Pulsar for Advanced Machine Learning Pipelines Real Time Data Processing
Build real-time, scalable ML pipelines with Apache Pulsar and integrate online feature processing and model inference
Modern machine learning applications increasingly require real-time data pipelines that can perform feature engineering, model inference, and continuous learning on streaming data. Apache Pulsar, with its scalable messaging, multi-topic support, and native serverless compute, is uniquely positioned to serve as the backbone for advanced ML pipelines.
In this post, we’ll explore how to use Apache Pulsar for real-time ML pipelines, covering ingestion, transformation, model serving, and feedback loops — all within a streaming-first architecture.
Why Pulsar for Machine Learning Pipelines?
Apache Pulsar offers key features that make it ideal for ML:
- High-throughput streaming from real-time sources
- Multi-tenant architecture to isolate data domains
- Native functions for low-latency model inference
- Built-in support for schema validation and data versioning
- Flexibility to plug in Flink, Spark, or custom ML runtimes
It enables streaming-first ML workflows from data collection to model improvement.
Architecture Overview
[Devices / APIs / Kafka / Sensors]
↓
[Ingestion Topics (raw-events)]
↓
[Pulsar Functions / Flink / Spark]
↓
[Feature Topics (engineered-data)]
↓
[Model Inference Services / Pulsar Functions]
↓
[Prediction Topics]
↓
[Feedback Topics for Retraining]
Each stage is modular and scalable — allowing real-time ML without relying solely on batch ETL.
Step 1: Real-Time Ingestion
Use Pulsar producers or Kafka source connectors to push raw event data into Pulsar:
bin/pulsar-client produce persistent://ml/raw/sensor-input \
--messages '{"deviceId": "1234", "temp": 37.4, "ts": 1689912010}'
Use AVRO or JSON schema to ensure message consistency and evolution tracking.
Step 2: Feature Extraction with Pulsar Functions
Pulsar Functions enable lightweight compute directly on streams.

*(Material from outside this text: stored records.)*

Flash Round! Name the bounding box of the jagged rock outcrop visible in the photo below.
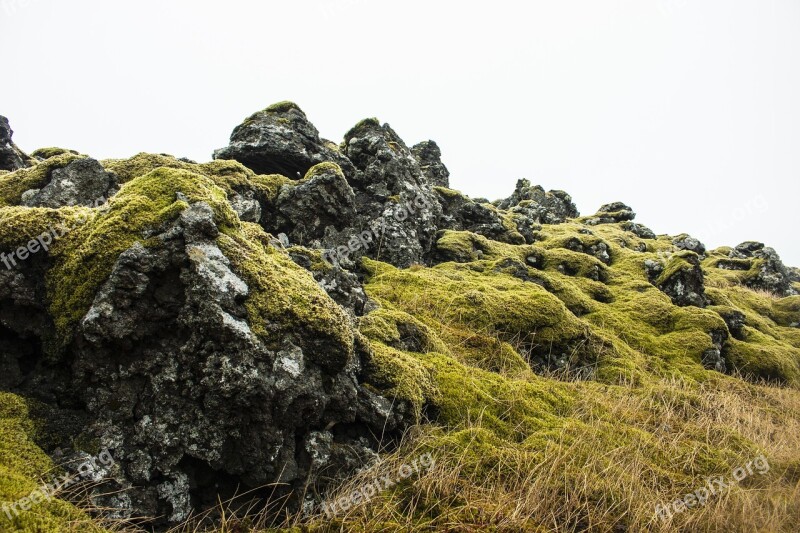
[644,252,708,307]
[728,241,797,296]
[0,102,800,529]
[497,179,580,224]
[621,220,656,240]
[22,158,119,208]
[585,202,636,226]
[411,141,450,187]
[0,116,30,170]
[214,102,350,179]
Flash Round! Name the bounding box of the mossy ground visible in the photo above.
[0,152,800,531]
[308,218,800,531]
[0,392,104,533]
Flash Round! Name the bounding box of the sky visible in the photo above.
[0,0,800,266]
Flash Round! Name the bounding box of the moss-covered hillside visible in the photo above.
[0,103,800,532]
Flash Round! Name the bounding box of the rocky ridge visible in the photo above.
[0,102,800,528]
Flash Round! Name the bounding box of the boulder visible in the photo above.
[22,158,119,208]
[0,116,30,171]
[496,179,580,224]
[411,141,450,187]
[214,102,350,179]
[729,241,797,296]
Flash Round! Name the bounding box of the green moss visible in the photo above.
[0,153,85,207]
[0,392,103,533]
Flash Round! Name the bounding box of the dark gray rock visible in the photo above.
[585,202,636,226]
[214,102,351,179]
[266,164,356,248]
[563,237,611,265]
[22,158,119,208]
[411,141,450,187]
[728,241,797,296]
[0,203,413,529]
[672,233,706,257]
[334,119,442,267]
[434,188,520,244]
[496,179,580,224]
[622,220,656,240]
[644,252,708,307]
[0,116,30,171]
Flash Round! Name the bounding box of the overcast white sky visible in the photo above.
[0,0,800,266]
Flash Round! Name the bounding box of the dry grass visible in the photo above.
[59,376,800,533]
[298,379,800,532]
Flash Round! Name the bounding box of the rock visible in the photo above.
[622,220,656,240]
[334,119,442,268]
[228,191,262,223]
[214,102,350,179]
[585,202,636,226]
[0,116,30,171]
[719,309,747,340]
[563,237,611,265]
[645,252,708,307]
[700,330,728,374]
[22,158,118,208]
[411,141,450,187]
[732,241,797,296]
[0,192,413,529]
[289,247,369,317]
[672,233,706,258]
[496,179,580,224]
[266,163,356,248]
[434,187,520,244]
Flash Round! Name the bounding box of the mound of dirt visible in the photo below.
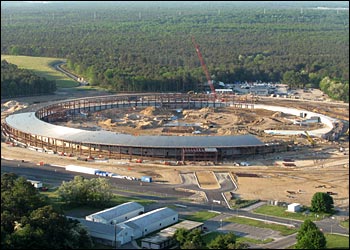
[136,122,153,129]
[125,114,140,120]
[1,100,28,113]
[140,107,158,116]
[199,108,215,113]
[98,119,115,127]
[272,112,282,118]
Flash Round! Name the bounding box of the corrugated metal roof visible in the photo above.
[6,112,264,148]
[124,207,178,228]
[87,201,143,221]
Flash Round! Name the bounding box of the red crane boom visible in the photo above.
[192,37,216,98]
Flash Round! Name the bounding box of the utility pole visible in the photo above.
[192,36,216,99]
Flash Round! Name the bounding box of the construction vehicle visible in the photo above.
[304,131,316,147]
[192,36,216,99]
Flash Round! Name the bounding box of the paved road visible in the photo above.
[253,234,297,249]
[1,159,349,240]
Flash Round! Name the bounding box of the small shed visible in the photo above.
[27,180,43,188]
[287,203,301,213]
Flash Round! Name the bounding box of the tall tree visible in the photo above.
[295,219,327,249]
[311,192,334,213]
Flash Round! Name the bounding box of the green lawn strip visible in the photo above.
[225,216,298,236]
[184,211,218,222]
[1,55,79,88]
[237,237,274,245]
[324,234,349,249]
[41,188,154,217]
[203,232,222,245]
[203,232,273,245]
[253,205,330,221]
[340,219,349,228]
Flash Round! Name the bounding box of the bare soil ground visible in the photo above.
[196,171,220,189]
[55,104,323,138]
[1,92,349,208]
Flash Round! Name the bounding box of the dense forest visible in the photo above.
[1,173,92,249]
[1,60,56,97]
[1,2,349,101]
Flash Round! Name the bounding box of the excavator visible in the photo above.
[304,131,316,147]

Example: normalize temperature and add a feature flag.
def normalize(event, context):
data = json.loads(event)
data['temp_scaled'] = (data['temp'] - 20) / 10
data['alert'] = data['temp_scaled'] > 1.5
return json.dumps(data)
Deploy with:
bin/pulsar-admin functions create \
--tenant ml --namespace features --name temp-transform \
--inputs persistent://ml/raw/sensor-input \
--output persistent://ml/features/sensor-transformed \
--py normalize.py \
--classname normalize
Step 3: Real-Time Model Inference
There are two options:
A. Use Pulsar Functions with embedded models (for fast, lightweight inference):
from joblib import load
model = load("model.pkl")
def classify(event, context):
features = json.loads(event)
prediction = model.predict([[features['temp_scaled']]])
features['prediction'] = int(prediction[0])
return json.dumps(features)
B. Route to external model servers via REST using a sink connector or async consumer.
Step 4: Prediction and Feedback Loop
Send predictions to downstream systems or dashboards via:
- Sink connectors (e.g., Elasticsearch, PostgreSQL)
- REST API triggers
- ML monitoring tools (Seldon, Prometheus, etc.)
Capture outcomes (e.g., user feedback, actual results) into feedback topics:
persistent://ml/feedback/model-accuracy
Use these to continuously evaluate and retrain models.
Integration with Stream Processing Frameworks
Pulsar integrates natively with:
- Apache Flink: Streaming joins, aggregations, windowed processing
- Apache Spark Structured Streaming: Real-time transformations and MLlib scoring
- Airflow / MLFlow: For orchestration and tracking
Use Flink to join event streams with reference data (user profiles, geo-tags, etc.) before inference.
Performance and Scaling Considerations
- Use Key_Shared subscriptions to maintain order while parallelizing per user/device
- Enable batching on producers and consumers for higher throughput
- Store intermediate features in RocksDB-backed stateful functions
- Monitor function execution time with Pulsar’s built-in metrics
- Scale functions horizontally across partitions and tenants
Real-World Use Cases
- Fraud Detection: Score transactions in <100ms using streaming features
- Personalized Ads: Update user vectors and deliver real-time content
- Predictive Maintenance: Ingest sensor readings and trigger alerts
- Dynamic Pricing: Feed real-time demand data into pricing algorithms
Conclusion
Apache Pulsar provides a highly adaptable platform for real-time machine learning pipelines, combining messaging, transformation, inference, and feedback within a single architecture. With serverless Pulsar Functions, scalable topic patterns, and integration with leading ML ecosystems, Pulsar helps bring machine learning models from batch to real-time — enabling smarter decisions at scale.
If you’re building the next generation of intelligent applications, Pulsar should be a core part of your ML infrastructure.